The Eleventh Circuit first determined that the New York Convention and Chapter 2 of the FAA implementing the New York Convention governed because GE Energy was a foreign corporation.
The court then inquired whether the parties before the court had agreed to arbitrate their dispute. The court applied the four-factor test from Bautista v. Star Cruises, 396 F.3d 1289 (11th Cir. 2005) for determining when a party may compel arbitration under the New York Convention, focusing on the first requirement that “there is an agreement in writing within the meaning of the Convention.” Here, there was no agreement in writing between the parties before the court. GE Energy, while relying on an arbitration agreement in contracts between Outokumpu and FLI, was “undeniably not a signatory” to those contracts, but instead “was a stranger to the Contracts, and, at most a potential subcontractor.”
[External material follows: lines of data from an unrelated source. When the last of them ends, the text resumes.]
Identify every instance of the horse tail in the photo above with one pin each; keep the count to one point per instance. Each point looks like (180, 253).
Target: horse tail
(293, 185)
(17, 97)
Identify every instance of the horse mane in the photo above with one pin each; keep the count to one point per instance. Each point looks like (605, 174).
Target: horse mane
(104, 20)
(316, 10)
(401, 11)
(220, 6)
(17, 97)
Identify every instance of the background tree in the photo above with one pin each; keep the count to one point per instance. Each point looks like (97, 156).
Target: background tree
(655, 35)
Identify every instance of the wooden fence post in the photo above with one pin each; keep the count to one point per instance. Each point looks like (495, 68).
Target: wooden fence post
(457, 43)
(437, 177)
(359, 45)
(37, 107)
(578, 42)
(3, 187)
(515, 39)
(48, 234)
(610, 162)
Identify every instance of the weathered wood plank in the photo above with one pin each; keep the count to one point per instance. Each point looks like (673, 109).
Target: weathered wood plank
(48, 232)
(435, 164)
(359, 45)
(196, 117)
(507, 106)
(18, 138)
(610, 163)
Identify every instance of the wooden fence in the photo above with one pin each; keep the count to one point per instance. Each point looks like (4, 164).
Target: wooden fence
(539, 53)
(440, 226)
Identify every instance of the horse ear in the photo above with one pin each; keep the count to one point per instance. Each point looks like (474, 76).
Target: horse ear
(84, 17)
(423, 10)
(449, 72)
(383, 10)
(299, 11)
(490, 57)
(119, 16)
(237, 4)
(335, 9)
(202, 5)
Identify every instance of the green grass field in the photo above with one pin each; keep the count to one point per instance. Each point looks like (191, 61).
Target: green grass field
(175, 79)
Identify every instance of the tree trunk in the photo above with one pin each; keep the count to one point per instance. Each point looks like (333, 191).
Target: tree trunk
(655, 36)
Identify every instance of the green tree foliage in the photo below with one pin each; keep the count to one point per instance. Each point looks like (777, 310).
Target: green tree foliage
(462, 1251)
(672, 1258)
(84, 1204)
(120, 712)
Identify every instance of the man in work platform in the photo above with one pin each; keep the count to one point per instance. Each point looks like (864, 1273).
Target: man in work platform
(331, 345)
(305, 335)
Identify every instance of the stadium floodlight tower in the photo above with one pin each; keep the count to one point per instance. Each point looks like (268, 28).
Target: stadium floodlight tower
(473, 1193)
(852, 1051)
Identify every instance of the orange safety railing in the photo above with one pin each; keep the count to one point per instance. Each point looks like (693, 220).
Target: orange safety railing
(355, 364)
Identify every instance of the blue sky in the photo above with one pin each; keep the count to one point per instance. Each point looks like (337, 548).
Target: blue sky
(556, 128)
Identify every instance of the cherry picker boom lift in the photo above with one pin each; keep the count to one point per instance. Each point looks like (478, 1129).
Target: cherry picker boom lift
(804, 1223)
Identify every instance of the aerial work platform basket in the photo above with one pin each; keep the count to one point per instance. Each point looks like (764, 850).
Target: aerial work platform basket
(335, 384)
Notably, the decision turned on the applicability of the New York Convention and Chapter 2, not Chapter 1, of the FAA. Under Chapter 2, GE Energy could not assert theories such as estoppel and third-party beneficiary to compel arbitration because “Congress has specified that the [New York] Convention trumps Chapter 1 of the FAA where the two are in conflict,” and the Convention’s requirement that the agreement in writing be signed by the parties trumps the potentially broader Chapter 1 of the FAA, which “does not expressly restrict arbitration to the specific parties to an agreement.”
Gilbert A. Samberg, Lexology, “Non-Signatory to Arbitration Agreement Cannot Compel Arbitration When New York Convention Applies,” August 30, 2018.
Outokumpu Stainless USA, LLC v. Converteam SAS (c/k/a GE Energy Power Conversion France SAS, Corp., Court of Appeals for the Eleventh Circuit, No. 1:16-cv-00378, August 30, 2018.